Their report (.pdf link) was published last month, and it appears the credit industry is off the hook.
The study concludes that credit card issuers are not choosing or marketing to borrowers "indiscriminately or without assessing their ability to repay debt." As for encouraging consumers to accumulate additional debt, the Fed states "the aggregate growth of consumer debt has not entailed a threat to the household sector of the economy; nonetheless, certain specific industry practices of late have been deemed by regulators to potentially extend borrowers' repayment periods beyond reasonable time frames and have been the subject of extensive supervisory attention and guidance."
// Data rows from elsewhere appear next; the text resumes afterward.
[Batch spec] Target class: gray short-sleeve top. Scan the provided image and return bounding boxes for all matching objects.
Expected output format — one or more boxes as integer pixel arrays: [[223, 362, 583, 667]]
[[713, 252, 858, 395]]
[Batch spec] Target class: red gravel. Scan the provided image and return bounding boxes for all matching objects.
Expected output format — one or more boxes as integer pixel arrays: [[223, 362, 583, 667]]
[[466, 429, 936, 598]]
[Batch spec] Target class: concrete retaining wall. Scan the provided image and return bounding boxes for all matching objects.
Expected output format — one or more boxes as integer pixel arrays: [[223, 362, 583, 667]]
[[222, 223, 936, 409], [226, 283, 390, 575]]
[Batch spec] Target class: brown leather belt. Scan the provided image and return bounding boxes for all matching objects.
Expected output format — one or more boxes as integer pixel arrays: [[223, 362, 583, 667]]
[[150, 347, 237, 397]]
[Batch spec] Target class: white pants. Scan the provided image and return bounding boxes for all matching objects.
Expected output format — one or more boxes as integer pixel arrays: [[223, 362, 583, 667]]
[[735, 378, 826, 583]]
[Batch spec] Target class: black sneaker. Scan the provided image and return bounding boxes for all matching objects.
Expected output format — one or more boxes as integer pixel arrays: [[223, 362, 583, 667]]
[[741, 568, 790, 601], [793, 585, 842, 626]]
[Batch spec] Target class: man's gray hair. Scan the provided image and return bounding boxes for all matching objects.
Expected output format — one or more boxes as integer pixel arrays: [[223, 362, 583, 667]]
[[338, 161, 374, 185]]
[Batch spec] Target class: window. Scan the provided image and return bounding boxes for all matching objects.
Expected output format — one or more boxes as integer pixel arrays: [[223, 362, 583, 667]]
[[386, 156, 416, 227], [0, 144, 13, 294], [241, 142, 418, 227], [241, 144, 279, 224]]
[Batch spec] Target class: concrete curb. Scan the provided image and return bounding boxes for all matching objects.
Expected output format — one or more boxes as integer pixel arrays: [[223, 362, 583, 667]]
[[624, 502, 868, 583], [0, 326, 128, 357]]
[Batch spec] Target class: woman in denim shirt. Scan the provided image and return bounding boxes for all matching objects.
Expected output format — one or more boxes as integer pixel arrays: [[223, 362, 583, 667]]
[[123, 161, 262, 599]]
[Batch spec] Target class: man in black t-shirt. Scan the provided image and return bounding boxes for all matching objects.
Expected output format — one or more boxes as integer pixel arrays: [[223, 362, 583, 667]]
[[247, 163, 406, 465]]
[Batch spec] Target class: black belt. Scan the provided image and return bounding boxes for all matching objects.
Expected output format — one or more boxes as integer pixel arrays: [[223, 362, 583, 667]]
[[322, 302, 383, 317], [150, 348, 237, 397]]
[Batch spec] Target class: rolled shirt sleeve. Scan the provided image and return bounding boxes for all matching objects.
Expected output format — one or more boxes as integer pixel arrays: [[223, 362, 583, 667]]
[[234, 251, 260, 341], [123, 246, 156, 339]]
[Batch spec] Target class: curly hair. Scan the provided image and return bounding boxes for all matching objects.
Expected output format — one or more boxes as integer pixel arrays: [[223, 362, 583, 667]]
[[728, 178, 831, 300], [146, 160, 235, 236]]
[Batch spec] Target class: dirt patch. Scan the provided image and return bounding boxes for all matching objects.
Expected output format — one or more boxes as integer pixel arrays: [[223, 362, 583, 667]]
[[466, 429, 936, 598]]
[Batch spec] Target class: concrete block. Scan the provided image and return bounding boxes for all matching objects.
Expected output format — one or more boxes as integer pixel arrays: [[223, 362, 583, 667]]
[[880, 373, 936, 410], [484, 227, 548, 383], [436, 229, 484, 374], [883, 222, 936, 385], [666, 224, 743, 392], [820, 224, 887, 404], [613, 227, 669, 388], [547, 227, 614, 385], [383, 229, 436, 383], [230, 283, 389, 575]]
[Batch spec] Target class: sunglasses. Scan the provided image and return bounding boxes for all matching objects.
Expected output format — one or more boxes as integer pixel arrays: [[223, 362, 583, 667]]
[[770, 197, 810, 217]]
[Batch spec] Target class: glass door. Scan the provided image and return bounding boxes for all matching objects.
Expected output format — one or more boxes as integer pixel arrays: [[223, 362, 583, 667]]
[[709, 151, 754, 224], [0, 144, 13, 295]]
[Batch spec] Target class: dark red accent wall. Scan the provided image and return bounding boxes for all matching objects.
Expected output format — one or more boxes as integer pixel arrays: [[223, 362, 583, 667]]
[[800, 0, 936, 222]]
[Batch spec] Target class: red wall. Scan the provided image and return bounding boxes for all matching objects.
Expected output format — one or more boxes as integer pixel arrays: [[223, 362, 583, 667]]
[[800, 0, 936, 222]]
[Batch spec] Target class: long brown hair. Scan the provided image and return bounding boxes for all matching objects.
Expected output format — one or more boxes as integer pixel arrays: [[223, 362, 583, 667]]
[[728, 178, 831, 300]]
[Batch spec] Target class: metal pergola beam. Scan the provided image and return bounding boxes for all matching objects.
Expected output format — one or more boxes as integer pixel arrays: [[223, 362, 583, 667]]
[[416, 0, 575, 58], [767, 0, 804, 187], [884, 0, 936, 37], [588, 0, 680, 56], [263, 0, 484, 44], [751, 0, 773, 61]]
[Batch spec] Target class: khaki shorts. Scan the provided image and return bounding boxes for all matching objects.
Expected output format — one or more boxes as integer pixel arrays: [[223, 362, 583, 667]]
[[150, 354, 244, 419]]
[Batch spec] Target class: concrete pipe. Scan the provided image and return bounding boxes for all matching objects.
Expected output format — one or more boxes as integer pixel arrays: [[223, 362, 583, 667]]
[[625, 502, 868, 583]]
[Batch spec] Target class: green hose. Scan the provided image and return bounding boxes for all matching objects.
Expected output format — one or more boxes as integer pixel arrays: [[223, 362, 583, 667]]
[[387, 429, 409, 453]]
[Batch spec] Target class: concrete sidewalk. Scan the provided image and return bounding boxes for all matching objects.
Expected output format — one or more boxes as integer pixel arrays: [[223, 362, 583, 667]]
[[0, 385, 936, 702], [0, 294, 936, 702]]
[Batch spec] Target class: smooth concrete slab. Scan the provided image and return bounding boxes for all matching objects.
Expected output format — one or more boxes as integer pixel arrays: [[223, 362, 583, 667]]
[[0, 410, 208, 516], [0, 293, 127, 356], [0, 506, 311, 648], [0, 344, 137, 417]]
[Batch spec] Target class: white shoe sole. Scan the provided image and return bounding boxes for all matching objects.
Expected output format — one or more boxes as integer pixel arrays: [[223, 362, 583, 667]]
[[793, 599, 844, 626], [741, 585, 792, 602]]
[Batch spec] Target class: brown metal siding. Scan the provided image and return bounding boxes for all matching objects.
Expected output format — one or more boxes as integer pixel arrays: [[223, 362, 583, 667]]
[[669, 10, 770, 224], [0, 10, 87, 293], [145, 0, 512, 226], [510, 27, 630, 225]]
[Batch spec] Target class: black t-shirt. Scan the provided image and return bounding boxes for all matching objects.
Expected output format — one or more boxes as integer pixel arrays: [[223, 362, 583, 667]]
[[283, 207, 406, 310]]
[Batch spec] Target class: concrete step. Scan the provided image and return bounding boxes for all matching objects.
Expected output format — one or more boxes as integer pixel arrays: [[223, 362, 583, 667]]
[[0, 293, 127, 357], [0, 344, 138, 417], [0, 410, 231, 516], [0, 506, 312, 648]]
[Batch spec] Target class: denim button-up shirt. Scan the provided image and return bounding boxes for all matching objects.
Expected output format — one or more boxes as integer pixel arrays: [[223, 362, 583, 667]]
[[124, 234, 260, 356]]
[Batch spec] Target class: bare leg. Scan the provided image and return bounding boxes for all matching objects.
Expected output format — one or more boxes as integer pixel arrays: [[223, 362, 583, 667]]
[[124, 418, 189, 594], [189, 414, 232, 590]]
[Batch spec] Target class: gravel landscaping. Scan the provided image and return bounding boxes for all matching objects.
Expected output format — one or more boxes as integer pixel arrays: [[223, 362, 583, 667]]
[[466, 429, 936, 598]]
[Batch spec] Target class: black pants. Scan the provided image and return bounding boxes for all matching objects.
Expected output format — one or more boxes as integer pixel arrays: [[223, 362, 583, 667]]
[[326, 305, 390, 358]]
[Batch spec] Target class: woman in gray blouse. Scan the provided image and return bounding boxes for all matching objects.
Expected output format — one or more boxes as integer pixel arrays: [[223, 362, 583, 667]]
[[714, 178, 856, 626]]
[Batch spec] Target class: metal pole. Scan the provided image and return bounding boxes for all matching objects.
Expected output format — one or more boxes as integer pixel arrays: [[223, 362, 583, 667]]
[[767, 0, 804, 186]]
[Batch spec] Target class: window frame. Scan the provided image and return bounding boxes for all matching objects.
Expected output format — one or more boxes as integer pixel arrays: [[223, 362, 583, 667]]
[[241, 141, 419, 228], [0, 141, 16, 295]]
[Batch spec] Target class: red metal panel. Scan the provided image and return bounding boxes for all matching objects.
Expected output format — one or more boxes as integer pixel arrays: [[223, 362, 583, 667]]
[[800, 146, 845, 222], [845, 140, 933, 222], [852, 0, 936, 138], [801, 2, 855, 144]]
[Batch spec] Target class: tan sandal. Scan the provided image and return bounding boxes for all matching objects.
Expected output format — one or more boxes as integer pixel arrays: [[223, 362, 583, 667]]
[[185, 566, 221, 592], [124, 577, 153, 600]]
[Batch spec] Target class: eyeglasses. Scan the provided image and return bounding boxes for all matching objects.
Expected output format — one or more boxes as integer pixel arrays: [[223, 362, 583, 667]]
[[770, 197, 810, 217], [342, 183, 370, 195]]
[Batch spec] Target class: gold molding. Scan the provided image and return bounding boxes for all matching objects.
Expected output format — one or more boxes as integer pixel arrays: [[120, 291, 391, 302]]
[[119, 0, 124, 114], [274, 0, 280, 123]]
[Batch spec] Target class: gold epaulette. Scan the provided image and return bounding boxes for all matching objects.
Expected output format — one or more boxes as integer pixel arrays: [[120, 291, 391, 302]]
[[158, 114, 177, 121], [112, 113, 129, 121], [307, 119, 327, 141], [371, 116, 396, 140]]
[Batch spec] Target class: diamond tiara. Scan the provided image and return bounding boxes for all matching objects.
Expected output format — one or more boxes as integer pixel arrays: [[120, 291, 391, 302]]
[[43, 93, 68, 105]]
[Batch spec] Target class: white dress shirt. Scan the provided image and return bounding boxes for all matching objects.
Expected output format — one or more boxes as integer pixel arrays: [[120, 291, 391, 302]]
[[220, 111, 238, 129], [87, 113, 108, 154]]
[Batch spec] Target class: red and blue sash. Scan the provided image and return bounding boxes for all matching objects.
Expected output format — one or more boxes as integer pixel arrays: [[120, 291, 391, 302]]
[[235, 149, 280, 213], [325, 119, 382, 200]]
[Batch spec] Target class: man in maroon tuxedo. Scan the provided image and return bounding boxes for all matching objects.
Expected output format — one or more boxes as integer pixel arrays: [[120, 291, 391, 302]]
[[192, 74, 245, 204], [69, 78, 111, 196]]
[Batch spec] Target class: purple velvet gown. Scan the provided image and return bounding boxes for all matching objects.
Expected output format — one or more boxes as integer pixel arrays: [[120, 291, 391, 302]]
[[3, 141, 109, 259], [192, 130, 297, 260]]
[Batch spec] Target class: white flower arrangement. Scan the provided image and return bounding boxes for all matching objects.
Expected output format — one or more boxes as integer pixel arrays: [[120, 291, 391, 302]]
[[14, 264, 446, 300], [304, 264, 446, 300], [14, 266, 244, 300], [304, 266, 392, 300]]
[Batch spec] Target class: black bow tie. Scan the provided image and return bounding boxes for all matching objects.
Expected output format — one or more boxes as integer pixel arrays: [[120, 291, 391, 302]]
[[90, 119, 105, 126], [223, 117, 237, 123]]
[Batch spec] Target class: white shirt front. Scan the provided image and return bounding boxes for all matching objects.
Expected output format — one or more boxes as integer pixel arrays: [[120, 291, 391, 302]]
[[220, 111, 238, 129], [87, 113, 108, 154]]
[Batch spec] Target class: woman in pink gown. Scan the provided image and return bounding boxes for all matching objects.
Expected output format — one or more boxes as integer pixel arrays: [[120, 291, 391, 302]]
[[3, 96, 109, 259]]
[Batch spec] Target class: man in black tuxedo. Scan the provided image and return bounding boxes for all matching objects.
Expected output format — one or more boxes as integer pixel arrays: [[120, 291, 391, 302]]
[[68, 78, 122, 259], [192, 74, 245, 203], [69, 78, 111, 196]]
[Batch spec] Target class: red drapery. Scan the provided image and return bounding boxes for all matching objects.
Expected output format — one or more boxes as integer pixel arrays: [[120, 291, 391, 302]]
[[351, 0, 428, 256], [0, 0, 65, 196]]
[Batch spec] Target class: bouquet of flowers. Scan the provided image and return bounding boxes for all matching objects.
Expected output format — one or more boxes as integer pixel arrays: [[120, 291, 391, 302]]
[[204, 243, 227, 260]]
Though that might seem like a slap on the hand (a mild one), I'd say it's not even that. The report goes on to assert that the current oversight and enforcement mechanisms work, and suggests no further action (even though sec. 1229 of BAPCPA also empowered the Fed to "issue regulations that would require additional disclosures to consumers" or take "any other actions...to ensure responsible industrywide practices." The report suggests that the Fed has already taken any necessary actions to police the credit lending industry.
Even though a lot of this Fed report is spot on (particularly its defense of risk-based pricing, which allows a greater range of consumers to access credit), it will no doubt disappoint BAPCPA opponents. Sec. 1229 was one of the few parts of the new bankruptcy law that addressed creditor behavior, and the Fed has given them a pass.
I wonder if the framers of the bill chose the Fed for a reason? What might this report have looked like if a different agency had been tasked with issuing it?